BandA wrote:I suppose you could install full-highs on stations east of Framingham, and if they ever need to restore wide freight 20 years from now (for some reason) they can install gauntlets, or saw off the edge & install flip edges.They won't ever need to, though. Per the set of posts up the page about all the paper legalese that's being waived in 2018 for wide-clearance to Allston, the last Plate F-accessible easements set aside for exactly those 20-50 year considerations (i.e. the Romar siding) are being extinguished. There physically are no abutting sites on the whole of the Worcester Line east of Framingham that can ever establish new customers capable of taking high-and-wides. The property just isn't there within rail access, and most of the historical sites that used to have sidings (like the whole New Balance area, which used to be its own thicket of spurs till the early-90's) have been flat-out rezoned away from industrial. There's $0 in theoretical on-line freight revenue left on the whole route absent any available industrial zoning. The functional extinction that came with Beacon Park's closing is now legally extinct with the extinguishing of the Romar easement and Houghton contract.

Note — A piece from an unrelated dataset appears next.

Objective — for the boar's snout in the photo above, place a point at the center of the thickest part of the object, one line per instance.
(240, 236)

That includes access to Everett. There'll never ever be impetus to hold onto that Framingham-Allston clearance for purposes of clearing the currently Plate B-restricted Grand Junction for CSX when Pan Am can take Plate F loads from CSX-Worcester all the to BET, take Plate E loads from BET to Everett, and only needs some inexpensive track undercutting around a couple Sullivan Sq. overpasses to uprate the last restricted leg from E-to-F to complete the circuit. If Harbor dredging and Everett Terminal upgrades ever send the upside of rail access there so sky-high that a currently indifferent CSX sees the need to go big on chasing greater carloads there, the state will chuck in any necessary payola covering the cost/convenience difference of having PAR do Worcester-Everett haulage on CSX's behalf rather than duplicate routings with public capital $$$ to clear the Grand Junction.

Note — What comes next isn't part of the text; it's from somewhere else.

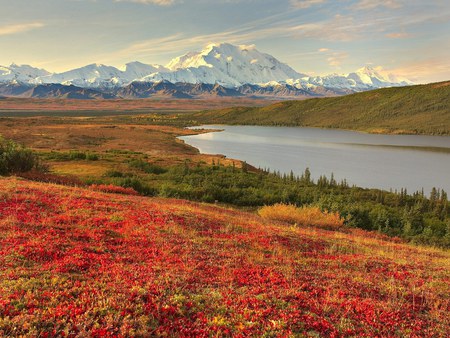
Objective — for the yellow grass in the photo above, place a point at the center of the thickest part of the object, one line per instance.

It's not as if every train that departs down the Framingham Sec. on those few dailies feature high-and-wides to begin with. Readville only spots the occasional 60 ft. boxcar; depending on what the day's car manifest is they very often don't need to flip the edges on the Upper Franklin mini-highs at all. The Mansfield-Attleboro local and Attleboro-Middleboro local/interchange run are similarly incidental on high-and-wide car counts, with most of the Mass Coastal interchange's Plate F traffic being theoretical for the future when the still-new shortline can take advantage of ongoing MassDOT infrastructure upgrades. There it's a strategic consideration more than a traffic reality. CSX bartered off a lot of territory to the shortlines, and figures to do more dumps in the future (e.g. Attleboro-Middleboro-Braintree to MC). In exchange it expects those shortlines will put in due-diligence elbow grease to generate business, so CSX can make higher margins at the interchanges than it could wasting its own time running door-to-door. Policing the clearances against infringement for a couple piddling runs today is protection for real future profit increases that may come out of the fruits of MC's labor at the interchange (be it M'boro or a retreat to Attleboro Jct. in the next territory dump).
With Readville, it's simply a matter of that being their only finger left touching Boston and Route 128 after the Beacon Park dump so they're damn well not going to gamble any further after giving up so much. Southie and Quincy port traffic are only Plate C because of clearances on the Fairmount Line, Southampton/Widett, and Old Colony/Fore River Branch to Braintree, so that isn't a driver. It's the mere fact that Readville's a Plate F-accessible underutilized yard bordered by underutilized industrial-zoned property; 50+ year revenue considerations exist here in a way they physically and zoning-wise no longer do on the inner Worcester Line. Readville might be spotting no more than the odd handful of 60-footers per week until the end of time, but the mere existence of those industrial and yard properties abutting a clearance route conveys intrinsic monetary value whether CSX can be motivated to utilize it or not. The functional revenue difference between this corridor and Allston-Framingham might be slight in real $$$ in 2017, but the zoned industrial and yard properties still exist on the L-shaped route to Readville here whereas they no longer do (not even as paper easements) inbound of Framingham. And that's the sum total difference why they'll oppose any infringement till the end of time on the Framingham Sec. + Upper Franklin clearances they barely use while willingly letting go of the clearances to Allston they used used 24/7 until a few years ago.
It's the difference between intrinsic long-term property values of one route being >$0 vs. one route being =$0.